Closed jkbonfield closed 1 year ago
Changing tactic from yesterday's meeting.
In the light of the Downfall mitigation, I've decided it's probably easiest just to incorporate this into the other PR which at some stage will be incoming, as I do need to test both in conjunction in order to be sure what's optimal there will still be optimal after this gets merged.
Spoiler for Downfall microcode changes: it totally hammers AVX2 and AVX512 speeds, by varying degrees (up to 3x slower in some cases). Some of it can be mitigated by replacing real gathers with scalar equivalents, but we're still typically 10-30% slower. A big improvement, but we may need two variants :/
Closing in lieu of a pending Downfall patch which will incorporate these other changes too as I needed to benchmark in conjunction with the reordered code.

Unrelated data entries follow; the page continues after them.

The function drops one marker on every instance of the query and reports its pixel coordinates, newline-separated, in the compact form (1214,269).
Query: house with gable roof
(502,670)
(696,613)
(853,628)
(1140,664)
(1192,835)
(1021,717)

The main speed increase here is to the AVX512 implementation, specifically focusing on improving gathers on systems with long delays, but there have also been some tweaks to AVX2 encoder too.
The impetus for this patch was coping better on AMD Zen4. It's no longer true that the AVX2 decoder outperforms the AVX512 one (although the encoder still does as I haven't investigated that much yet). The exception is with clang (especially clang13) where the AVX2 decoder runs very fast - way faster than gcc will produce too. This brings it ahead of the AVX512 code under clang.
I've yet to work out how clang is getting this speed, and how we can exploit that for other compilers. It's likely instruction reordering or choosing different intrinsic implementations.